French start-up Silina has developed a technology that can curve hundreds of image sensors at the same time.

The company, in a world-first demonstrator, curved 275 units of one-inch CMOS sensors simultaneously in less than an hour.

A curved image sensor can improve image quality without expensive and complex lenses. However, until now, most curved sensors have been made with single-chip manufacturing processes. Silina's multi-sensor curving processes open up the ability to scale and reach high-volume markets.

Wilfried Jahn, CTO and co-founder of Silina, commented: 'Our innovation has been driven to unlock the technological barriers of scalability.' He added: 'We can control all the parameters which make the process reliable and repeatable, reducing significantly the cost of production.'

Silina does not design or manufacture image sensors, but offers a service to curve existing flat sensors. Its curving process is the same whatever the sensor format and technology, notably CMOS and CCD. It can be applied to front- and back-side illuminated sensors, and on various spectral bandwidths from ultraviolet, visible to infrared.

Various shapes can be obtained: spherical, aspherical, freeform and custom shapes. The manufacturing process has also been developed to keep the same original packaging used for classic flat sensors, meaning that the mechanical architecture and electronic board remain the same, facilitating the integration of the technology on current production lines.

Michaël Bailly, the firm's CEO and co-founder, said: 'Our services are offered to optical system designers and manufacturers, camera integrators and sensor manufacturers to support them in the improvement of their imaging system performance while reducing their cost of production. Our offer is made of two propositions, a support in optical system design to integrate the curved sensor technology in their specific applications, and an on-demand service to curve their imaging sensors.'

The company offers its services for small-volume applications of several thousand sensors a year, according to Bailly in an article for Yole Développement. It plans to reach high-volume markets through IP licensing.
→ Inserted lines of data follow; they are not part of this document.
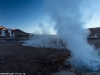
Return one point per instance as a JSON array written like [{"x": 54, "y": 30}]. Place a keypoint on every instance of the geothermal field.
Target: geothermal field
[{"x": 15, "y": 57}]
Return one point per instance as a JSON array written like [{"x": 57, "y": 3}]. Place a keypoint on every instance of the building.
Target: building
[{"x": 12, "y": 33}]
In the Yole article, Bailly said, by curving the sensor, Silina can improve contrast and sharpness by up to five times at the image edge. Light transmission is up to three times better, offering higher performance in low light. Chromatic aberration is reduced by up to 50 per cent for better colour rendering and colour fidelity. Removing vignetting provides better illumination uniformity and better performance in low light.

He added that there can be up to 50 per cent reduction in the number of optical elements, such as lenses and mirrors, needed in a camera.

The French research institute, CEA-Leti, also offers image sensor curving through its Pixcurve technology.